Labour First
- Formation: 1980, refounded 1988
- Founder: John Spellar
- Legal status: Company limited by guarantee
- Purpose: Political
- Secretary: Luke Akehurst
- Website: labourfirst.org

= Labour First =

British political organisation

Labour First is a British political organisation associated with the Labour Party. It was originally founded in 1980 but refounded in 1988. Born out of the political right wing of the Labour Party's struggles with its left wing, it sees itself as protecting the tradition of the "old Labour right". It has been described externally as "the voice of the party’s traditional right" and "a group on the right of the party". It organises petitions, endorses likeminded candidates, and runs events.

==History==
The original Labour First formed in 1980 as a grouping of Members of Parliament (MPs) on the right of the Labour Party who, while politically aligned with fellow Labour right faction, The Manifesto Group, desired a more collegiate party and thought that the left-right factional battles of the 1970s and 1980s were damaging the party's electoral prospects. The group's chair was Brynmor John and its secretary was Edmund Marshall. By 1983, the grouping had effectively merged into the Labour Solidarity Campaign, the successor to The Manifesto Group.

In late 1987, the Labour Solidarity Campaign was in the process of winding itself up, believing that it had won its fight against the Labour left. A core of Labour Solidarity activists centred around John Spellar argued that there was a need to continue to organise. With Brynmor John's permission, they continued under the Labour First name, founding the current incarnation of Labour First.

==Aims and views==
Labour First aims to counter the left wing of the Labour Party, ensuring that what they define as "moderate" voices are heard, which they believe will ensure Labour remains as electable as possible in the Westminster system. It calls these aims "Clause One Socialism", after Clause One of the Labour Party constitution, which sets the Labour Party's aims as maintaining a Labour Party in the Parliament of the United Kingdom.

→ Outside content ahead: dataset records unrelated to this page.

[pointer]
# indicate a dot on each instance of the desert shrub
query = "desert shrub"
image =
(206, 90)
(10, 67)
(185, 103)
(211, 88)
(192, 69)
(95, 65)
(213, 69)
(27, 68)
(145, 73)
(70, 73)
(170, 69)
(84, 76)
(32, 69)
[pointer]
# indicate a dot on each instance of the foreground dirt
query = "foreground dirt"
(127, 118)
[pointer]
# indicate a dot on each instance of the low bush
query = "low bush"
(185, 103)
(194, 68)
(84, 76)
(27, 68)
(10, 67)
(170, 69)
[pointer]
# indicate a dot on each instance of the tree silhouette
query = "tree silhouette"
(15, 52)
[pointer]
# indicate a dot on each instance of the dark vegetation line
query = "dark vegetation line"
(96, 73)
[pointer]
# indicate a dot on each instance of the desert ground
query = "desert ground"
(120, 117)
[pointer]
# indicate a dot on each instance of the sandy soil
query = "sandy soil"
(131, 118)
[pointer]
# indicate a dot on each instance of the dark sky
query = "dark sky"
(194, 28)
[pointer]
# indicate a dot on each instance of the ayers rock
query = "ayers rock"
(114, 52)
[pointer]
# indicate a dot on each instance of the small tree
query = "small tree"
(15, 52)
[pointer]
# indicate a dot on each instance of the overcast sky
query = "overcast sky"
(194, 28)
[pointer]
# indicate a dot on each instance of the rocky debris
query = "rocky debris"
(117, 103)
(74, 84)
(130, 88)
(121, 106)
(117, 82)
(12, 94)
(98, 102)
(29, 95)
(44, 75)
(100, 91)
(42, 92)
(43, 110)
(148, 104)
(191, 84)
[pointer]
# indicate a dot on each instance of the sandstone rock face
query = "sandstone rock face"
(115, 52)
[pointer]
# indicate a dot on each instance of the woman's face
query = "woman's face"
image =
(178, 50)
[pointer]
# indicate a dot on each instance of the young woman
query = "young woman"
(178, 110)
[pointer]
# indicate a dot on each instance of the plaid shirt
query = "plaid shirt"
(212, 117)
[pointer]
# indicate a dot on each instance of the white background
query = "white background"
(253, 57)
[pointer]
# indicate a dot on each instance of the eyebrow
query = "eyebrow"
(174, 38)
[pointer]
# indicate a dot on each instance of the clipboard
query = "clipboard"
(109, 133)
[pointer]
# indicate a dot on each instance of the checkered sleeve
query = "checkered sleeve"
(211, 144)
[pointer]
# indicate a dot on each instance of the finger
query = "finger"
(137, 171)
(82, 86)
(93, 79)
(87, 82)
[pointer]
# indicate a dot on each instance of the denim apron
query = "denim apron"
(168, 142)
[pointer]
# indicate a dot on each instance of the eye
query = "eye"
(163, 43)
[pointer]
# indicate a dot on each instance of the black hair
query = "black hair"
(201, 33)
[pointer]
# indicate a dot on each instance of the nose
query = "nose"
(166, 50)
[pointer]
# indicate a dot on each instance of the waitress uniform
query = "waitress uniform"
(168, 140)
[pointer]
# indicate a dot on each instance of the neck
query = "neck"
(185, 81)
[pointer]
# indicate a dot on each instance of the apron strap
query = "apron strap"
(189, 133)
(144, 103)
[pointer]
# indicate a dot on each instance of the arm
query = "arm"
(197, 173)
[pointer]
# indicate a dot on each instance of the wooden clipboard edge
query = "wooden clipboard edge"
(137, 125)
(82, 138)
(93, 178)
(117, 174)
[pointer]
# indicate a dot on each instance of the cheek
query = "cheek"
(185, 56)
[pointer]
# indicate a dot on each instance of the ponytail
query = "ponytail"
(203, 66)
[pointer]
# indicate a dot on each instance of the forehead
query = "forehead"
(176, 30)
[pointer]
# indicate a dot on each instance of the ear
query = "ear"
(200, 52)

Labour First represents pro-NATO, pro-United States, pro-nuclear weapon, and pro-European Union (EU) stances in the party.

==Structure and activities==
Labour First is a network of freely associating Labour Party members who share their personal contact details with the organisation. It maintains a network of volunteer local organisers. In 2016, the Birmingham Mail identified MPs John Spellar, Tom Watson, and Ian Austin as having links with Labour First, and reported it as describing itself as "a network of Labour moderates fighting against Momentum and other Hard Left groups to keep Labour as a broad-based and electable party". MP Khalid Mahmood has also attended Labour First events.

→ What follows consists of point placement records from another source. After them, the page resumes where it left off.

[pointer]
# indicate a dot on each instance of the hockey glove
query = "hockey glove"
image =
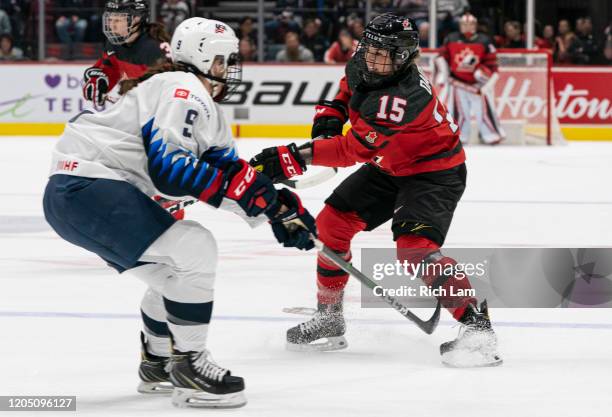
(293, 227)
(279, 163)
(329, 119)
(253, 191)
(96, 85)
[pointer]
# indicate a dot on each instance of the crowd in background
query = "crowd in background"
(297, 31)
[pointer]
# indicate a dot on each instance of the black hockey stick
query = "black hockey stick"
(316, 179)
(427, 326)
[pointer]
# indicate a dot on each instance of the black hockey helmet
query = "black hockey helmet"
(119, 19)
(389, 45)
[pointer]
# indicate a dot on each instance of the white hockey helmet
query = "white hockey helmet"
(199, 43)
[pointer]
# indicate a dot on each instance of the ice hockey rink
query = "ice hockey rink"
(70, 324)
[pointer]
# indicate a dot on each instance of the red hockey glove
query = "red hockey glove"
(253, 191)
(96, 86)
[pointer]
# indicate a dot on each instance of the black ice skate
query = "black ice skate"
(153, 372)
(327, 323)
(476, 345)
(199, 382)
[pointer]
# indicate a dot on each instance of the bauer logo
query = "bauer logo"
(181, 93)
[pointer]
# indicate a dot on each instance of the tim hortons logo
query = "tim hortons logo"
(514, 100)
(181, 93)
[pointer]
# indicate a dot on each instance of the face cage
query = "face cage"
(233, 79)
(375, 73)
(115, 38)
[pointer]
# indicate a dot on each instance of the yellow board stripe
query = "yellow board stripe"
(31, 129)
(297, 131)
(587, 133)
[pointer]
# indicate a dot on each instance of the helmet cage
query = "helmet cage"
(124, 14)
(402, 48)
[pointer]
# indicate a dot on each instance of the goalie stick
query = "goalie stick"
(427, 326)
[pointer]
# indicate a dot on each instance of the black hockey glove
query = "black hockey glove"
(280, 162)
(293, 227)
(96, 85)
(329, 119)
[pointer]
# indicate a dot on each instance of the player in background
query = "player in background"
(166, 134)
(133, 44)
(466, 71)
(414, 174)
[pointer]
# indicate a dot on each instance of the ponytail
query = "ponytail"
(167, 66)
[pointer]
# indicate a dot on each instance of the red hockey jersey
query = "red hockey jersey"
(465, 56)
(131, 61)
(403, 129)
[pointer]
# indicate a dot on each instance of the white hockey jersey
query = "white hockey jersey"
(168, 116)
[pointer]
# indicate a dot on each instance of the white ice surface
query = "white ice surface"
(70, 325)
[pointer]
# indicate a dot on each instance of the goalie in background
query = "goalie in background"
(466, 71)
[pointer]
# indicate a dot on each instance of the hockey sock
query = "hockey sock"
(336, 230)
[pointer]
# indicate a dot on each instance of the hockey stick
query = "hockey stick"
(427, 326)
(316, 179)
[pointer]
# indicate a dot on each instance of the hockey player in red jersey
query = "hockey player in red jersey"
(466, 70)
(414, 174)
(133, 44)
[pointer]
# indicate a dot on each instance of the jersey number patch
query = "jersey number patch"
(189, 119)
(397, 111)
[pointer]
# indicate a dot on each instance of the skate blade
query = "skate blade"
(322, 345)
(155, 387)
(470, 359)
(185, 397)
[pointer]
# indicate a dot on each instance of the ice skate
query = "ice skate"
(199, 382)
(153, 372)
(327, 323)
(476, 345)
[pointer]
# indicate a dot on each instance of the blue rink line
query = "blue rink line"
(120, 316)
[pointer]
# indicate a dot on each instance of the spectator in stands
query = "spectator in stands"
(341, 50)
(606, 57)
(70, 25)
(512, 35)
(247, 50)
(356, 27)
(293, 51)
(584, 49)
(247, 29)
(417, 10)
(313, 40)
(547, 40)
(173, 12)
(383, 6)
(424, 34)
(5, 23)
(563, 41)
(277, 29)
(8, 52)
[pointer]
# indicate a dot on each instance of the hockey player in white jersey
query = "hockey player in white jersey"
(167, 135)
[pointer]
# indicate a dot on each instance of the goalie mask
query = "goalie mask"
(124, 18)
(209, 48)
(389, 46)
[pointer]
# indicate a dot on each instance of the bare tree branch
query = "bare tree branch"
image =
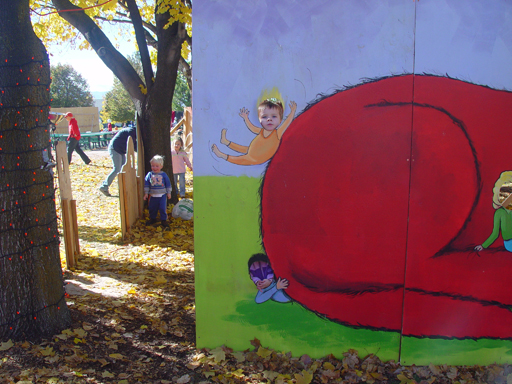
(114, 60)
(141, 41)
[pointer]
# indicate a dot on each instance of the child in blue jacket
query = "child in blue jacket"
(157, 187)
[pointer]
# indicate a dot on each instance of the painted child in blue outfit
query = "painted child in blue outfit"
(157, 187)
(263, 276)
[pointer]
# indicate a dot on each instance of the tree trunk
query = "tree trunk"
(31, 285)
(155, 106)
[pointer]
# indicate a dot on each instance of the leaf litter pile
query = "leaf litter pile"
(133, 316)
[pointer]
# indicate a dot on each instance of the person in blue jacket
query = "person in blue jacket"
(117, 151)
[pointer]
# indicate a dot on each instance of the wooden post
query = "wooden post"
(68, 207)
(128, 191)
(140, 170)
(187, 131)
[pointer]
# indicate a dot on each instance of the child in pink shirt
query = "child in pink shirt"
(179, 159)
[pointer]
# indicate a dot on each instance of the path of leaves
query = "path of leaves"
(132, 306)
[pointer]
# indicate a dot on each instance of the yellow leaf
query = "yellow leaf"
(80, 332)
(240, 373)
(271, 375)
(5, 346)
(160, 279)
(304, 378)
(48, 351)
(218, 354)
(264, 353)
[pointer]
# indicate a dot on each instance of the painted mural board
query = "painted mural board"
(341, 160)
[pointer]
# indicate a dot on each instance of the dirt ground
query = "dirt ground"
(133, 316)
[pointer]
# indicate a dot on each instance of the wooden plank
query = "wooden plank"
(122, 203)
(131, 194)
(140, 169)
(67, 226)
(63, 171)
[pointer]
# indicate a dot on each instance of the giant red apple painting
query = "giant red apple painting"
(403, 170)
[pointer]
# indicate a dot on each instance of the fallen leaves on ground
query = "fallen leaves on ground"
(133, 313)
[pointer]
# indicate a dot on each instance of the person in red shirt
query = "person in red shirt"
(74, 138)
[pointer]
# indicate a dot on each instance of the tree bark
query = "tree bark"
(32, 294)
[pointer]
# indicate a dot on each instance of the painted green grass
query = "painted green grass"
(226, 235)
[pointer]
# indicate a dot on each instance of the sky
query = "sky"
(304, 49)
(88, 64)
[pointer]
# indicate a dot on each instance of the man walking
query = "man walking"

Its secretary is Luke Akehurst, the Labour MP for North Durham, and its chair is Keith Dibble, a Labour councillor and cabinet member on Rushmoor Council in Hampshire. In 2017, Labour First employed its first full-time national organiser. In 2019, a digital organiser was also employed. It organises petitions, endorses "moderate" candidates in Labour Party elections, and runs a series of meet-ups and events both at Labour Party conference and in the country at large.

=== Labour First Parliamentary Network ===
The Labour First Parliamentary Network is a parliamentary caucus open to Labour MPs who share the politics of Labour First. It was founded after the 2024 general election by Luke Akehurst and its convener Gurinder Singh Josan as a competitor to the left-wing Socialist Campaign Group. In a joint statement, Akehurst, Josan, John Spellar and Ruth Smeeth invited Labour MPs to join the group, stating that it took several years of "hard graft" to win the party back from those on the left, who they warned were "still waiting in the wings to take advantage of any discord within the party". The group has been described as "pro-Starmer" and is led by Josan, Akehurst, Smeeth and Spellar, with over 50 members as of February 2025.

==Links with Progress==
Historically, Labour First had little connection with Progress (since 2021 Progressive Britain), a more recent Labour party factional organisation on the right of the Labour party, originally associated with New Labour. The rise of Jeremy Corbyn and Momentum in the Labour Party saw Progress and Labour First, while remaining distinct organisations with different traditions, carry out more joint activities, including joint endorsement of candidates in internal party elections. During the 2020 Labour Party leadership election, Labour First formed a joint venture with Progress called Reclaiming Labour, holding meetings around the country analysing why Labour lost heavily in the 2019 United Kingdom general election.

In April 2020, immediately on the election of Keir Starmer as party leader, Labour First and Progress launched jointly a new umbrella organisation called Labour to Win, with goals including "to bring about fundamental change in the party's culture and organisation". Labour to Win endorsed candidates in the 2020 Labour National Executive Committee (NEC) elections; owing to the newly adopted single transferable vote nature of the elections and in the spirit of electing a pluralistic NEC, the organisation chose only to endorse six of its own candidates and also to endorse three candidates politically more to the left than Labour to Win but who had a commitment to broad church Labour politics.